Is it though? To try and quantify risk I looked up how many metoeites hit the earth each day and its 18,000 to 84,000 that are over 10 grams.

Whiile the earth is obviously much bigger than a space craft, you would think should there be a bunch of craft flying around in the future, theres a fair odds of it happening every few years.

Also for example, the ISS has already been hit a couple of times: https://www.iflscience.com/space/an-astronaut-used-his-finge...

If we have thousands or 10's of thousands of craft in space in the future I would suspect this will be a very real issue on a semi regular basis.

Take what I say with a healthy dose of skeptism as not an expert or even well researched, but logically on above seems quite a reasonable risk.


Things tend to collect around large gravity wells, that's just kinda how that works. I don't think you can compare the ISS in LEO to something traveling within or without the solar system.


High hundreds of thousands, if not a million or two, actually.
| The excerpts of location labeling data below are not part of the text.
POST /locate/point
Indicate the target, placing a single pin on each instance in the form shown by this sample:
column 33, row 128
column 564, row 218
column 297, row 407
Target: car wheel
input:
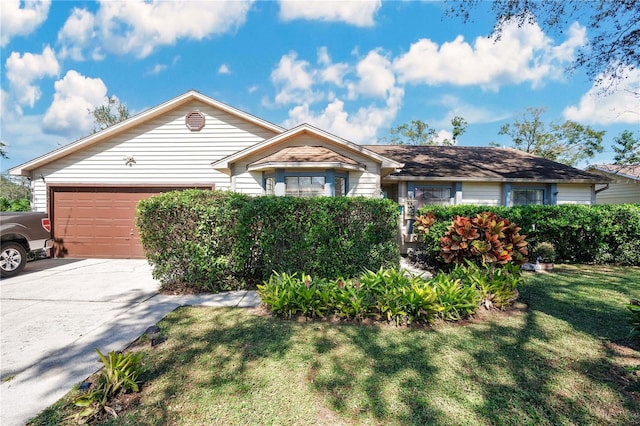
column 13, row 258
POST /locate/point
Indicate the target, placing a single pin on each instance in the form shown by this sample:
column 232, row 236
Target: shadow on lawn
column 523, row 369
column 226, row 344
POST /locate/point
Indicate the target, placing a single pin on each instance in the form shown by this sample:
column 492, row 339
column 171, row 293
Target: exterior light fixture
column 129, row 161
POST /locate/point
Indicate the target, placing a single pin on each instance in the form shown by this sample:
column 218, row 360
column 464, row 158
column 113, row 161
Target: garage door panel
column 98, row 221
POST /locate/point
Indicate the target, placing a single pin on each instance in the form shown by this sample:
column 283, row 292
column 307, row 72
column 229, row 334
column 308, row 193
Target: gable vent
column 194, row 121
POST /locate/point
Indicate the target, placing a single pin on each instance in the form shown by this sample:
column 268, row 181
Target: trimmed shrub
column 580, row 234
column 188, row 237
column 216, row 241
column 326, row 236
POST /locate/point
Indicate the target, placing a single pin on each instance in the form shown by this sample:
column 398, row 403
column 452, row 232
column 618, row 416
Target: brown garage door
column 98, row 221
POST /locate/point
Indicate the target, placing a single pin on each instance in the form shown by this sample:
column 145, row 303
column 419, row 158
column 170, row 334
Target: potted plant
column 544, row 253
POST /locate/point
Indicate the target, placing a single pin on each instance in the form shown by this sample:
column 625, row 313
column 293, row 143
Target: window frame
column 281, row 175
column 414, row 186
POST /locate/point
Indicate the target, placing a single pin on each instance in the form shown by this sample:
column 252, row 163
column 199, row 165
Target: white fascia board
column 223, row 164
column 131, row 122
https://physics.stackexchange.com/questions/26712/what-is-th...

Space is BIG.


Space is big.

It's extremely unlikely to get close to any object while randomly passing through its orbit.

Unfortunately, space becomes a lot smaller once you want to park yourself in a similar orbit to another object. Don't get me wrong, it's still massive, but since orbits trace out a path the problem becomes figuring out if two paths intercept rather than if two points intercept.

This is why access to 'space' will not really be impacted in the case of a Kessler cascade; you can go through low earth orbits on the way to somewhere else, but if you tried to stay in low earth orbit you'd almost certainly be hit by something.


Is this true about tiny pebbles as well as asteroids? I would think a tiny rock would cause immense damage at high speeds.